FTC Settles Charges Against Kids' Apparel Brands for Alleged COPPA Violations
Remember Candie's shoes and Op shorts? The FTC announced yesterday that it has settled charges against Iconix Brand Group, the owner, licensor, and marketer of popular kids' apparel brands such as Candie’s, Op, Mudd, and Bongo, for allegedly violating the Children's Online Privacy Protection Act (COPPA). Among other things, Iconix will pay a $250,000 civil penalty. The FTC filed its complaint and submitted its consent decree and order for approval yesterday in the Southern District of New York.
The FTC charged Iconix with knowingly collecting personal information from approximately 1,000 children since 2006 without obtaining prior parental consent, and failing to delete the information. The FTC claimed that Iconix required consumers to provide personal information such as name, e-mail address, zip code, and in some cases mailing address, gender, phone number, and date of birth, in order to receive brand updates, enter sweepstakes contests, and participate in interactive brand-awareness campaigns and other Web site features. The FTC further charged Iconix with posting a privacy policy that falsely stated that it would not seek to collect personal information from children without obtaining prior parental consent and would delete any such information about which it became aware. Specifically, the privacy policy stated as follows (after the jump):
"We do not seek to collect personally identifiable information from persons under the age of 13 without prior verifiable parental consent. If we become aware that we have inadvertently received such information online from a child under the age of 13, we will delete it from our records. If you are under the age of 13, please do not submit any personally identifiable information to us. If you are the parent or guardian of a person under the age of 13 who has provided personally identifiable information to us, please inform us by contacting us at info@iconixbrand.com and we will remove such information from our database. If you are concerned about your children's use of the Site, you may use web filtering technology to supervise or limit access to the Site."
In addition to the $250,000 penalty, pursuant to the settlement, Iconix must, among other things, delete all personal information collected and maintained in violation of COPPA, distribute the settlement order and the FTC’s “How to Comply with the Children’s Online Privacy Protection Rule” to company personnel, and link to the FTC's www.OnGuardOnline.gov Web site on any Iconix Web site that collects or discloses children’s personal information and on any Iconix site that offers the opportunity to upload writings or images, create publicly viewable user profiles, or interact online with other Iconix site visitors.

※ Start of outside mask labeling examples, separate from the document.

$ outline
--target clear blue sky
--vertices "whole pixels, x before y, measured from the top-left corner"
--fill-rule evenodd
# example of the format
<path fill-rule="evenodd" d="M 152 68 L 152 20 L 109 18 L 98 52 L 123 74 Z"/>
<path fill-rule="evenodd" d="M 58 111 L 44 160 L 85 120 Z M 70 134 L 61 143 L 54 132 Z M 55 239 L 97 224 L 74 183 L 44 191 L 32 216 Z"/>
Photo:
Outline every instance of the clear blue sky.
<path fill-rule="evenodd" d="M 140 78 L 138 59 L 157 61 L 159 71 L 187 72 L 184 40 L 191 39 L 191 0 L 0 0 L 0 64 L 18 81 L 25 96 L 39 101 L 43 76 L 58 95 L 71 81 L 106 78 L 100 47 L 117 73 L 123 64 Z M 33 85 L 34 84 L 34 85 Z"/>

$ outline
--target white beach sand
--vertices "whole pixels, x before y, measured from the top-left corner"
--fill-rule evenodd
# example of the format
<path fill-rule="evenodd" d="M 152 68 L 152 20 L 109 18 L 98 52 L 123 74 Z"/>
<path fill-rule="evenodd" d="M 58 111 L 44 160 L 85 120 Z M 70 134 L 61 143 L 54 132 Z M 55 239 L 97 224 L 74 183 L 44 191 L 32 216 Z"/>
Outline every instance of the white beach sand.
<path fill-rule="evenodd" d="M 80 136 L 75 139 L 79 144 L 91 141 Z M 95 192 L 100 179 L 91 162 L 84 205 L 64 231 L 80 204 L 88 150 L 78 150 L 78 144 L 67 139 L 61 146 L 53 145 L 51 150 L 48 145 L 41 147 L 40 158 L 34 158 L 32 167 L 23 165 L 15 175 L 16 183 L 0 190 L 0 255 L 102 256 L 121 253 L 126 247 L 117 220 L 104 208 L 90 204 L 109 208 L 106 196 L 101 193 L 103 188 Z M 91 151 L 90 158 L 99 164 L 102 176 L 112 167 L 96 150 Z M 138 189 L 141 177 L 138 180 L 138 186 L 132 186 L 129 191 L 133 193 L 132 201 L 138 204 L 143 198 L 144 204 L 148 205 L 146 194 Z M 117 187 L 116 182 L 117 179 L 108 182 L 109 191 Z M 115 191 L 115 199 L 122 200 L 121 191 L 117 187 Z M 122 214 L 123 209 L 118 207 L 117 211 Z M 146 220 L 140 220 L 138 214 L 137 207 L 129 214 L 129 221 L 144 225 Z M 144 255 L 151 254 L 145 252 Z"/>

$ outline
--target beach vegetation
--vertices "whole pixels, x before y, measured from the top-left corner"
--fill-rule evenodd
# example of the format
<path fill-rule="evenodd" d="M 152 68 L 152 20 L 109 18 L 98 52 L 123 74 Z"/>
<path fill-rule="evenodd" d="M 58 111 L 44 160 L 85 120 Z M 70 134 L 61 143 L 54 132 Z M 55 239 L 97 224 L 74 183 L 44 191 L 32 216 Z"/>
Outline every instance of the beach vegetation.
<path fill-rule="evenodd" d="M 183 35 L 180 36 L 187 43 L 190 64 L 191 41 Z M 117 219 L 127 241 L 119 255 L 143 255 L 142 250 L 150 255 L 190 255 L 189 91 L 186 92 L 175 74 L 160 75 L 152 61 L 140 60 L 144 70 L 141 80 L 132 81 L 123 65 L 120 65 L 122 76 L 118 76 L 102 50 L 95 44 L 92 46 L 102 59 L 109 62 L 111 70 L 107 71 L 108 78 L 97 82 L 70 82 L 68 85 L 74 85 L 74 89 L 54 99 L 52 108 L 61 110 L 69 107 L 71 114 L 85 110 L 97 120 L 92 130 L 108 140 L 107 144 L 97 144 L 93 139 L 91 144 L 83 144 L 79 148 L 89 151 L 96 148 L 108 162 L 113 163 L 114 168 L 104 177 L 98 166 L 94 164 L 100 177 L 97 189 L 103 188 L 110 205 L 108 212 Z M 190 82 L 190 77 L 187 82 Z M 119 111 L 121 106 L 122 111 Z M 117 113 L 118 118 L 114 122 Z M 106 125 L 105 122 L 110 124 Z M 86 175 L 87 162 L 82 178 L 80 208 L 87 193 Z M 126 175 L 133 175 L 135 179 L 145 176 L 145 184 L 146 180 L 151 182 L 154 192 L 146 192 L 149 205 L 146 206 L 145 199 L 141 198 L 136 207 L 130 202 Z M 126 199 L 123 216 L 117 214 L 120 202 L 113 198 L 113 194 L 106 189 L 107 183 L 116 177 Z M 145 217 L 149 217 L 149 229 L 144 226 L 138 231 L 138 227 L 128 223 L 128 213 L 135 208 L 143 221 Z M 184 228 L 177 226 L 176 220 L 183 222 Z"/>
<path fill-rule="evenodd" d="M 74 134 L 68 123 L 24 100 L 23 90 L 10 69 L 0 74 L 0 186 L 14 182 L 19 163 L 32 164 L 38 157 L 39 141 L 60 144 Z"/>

Of course, this is not the first time the FTC has brought and settled COPPA charges. There have been more than a dozen COPPA enforcement cases, the most notable being a 2008 $1 million settlement with Sony BMG and a 2006 $1 million settlement with Xanga.
The FTC's most recent COPPA enforcement action is another reminder of (a) the importance of posting a privacy policy that accurately reflects a company's practices with respect to children's (and others') personal information; and (b) the need for legal, marketing, and IT to work hand-in-hand in developing kid-friendly and compliant online campaigns.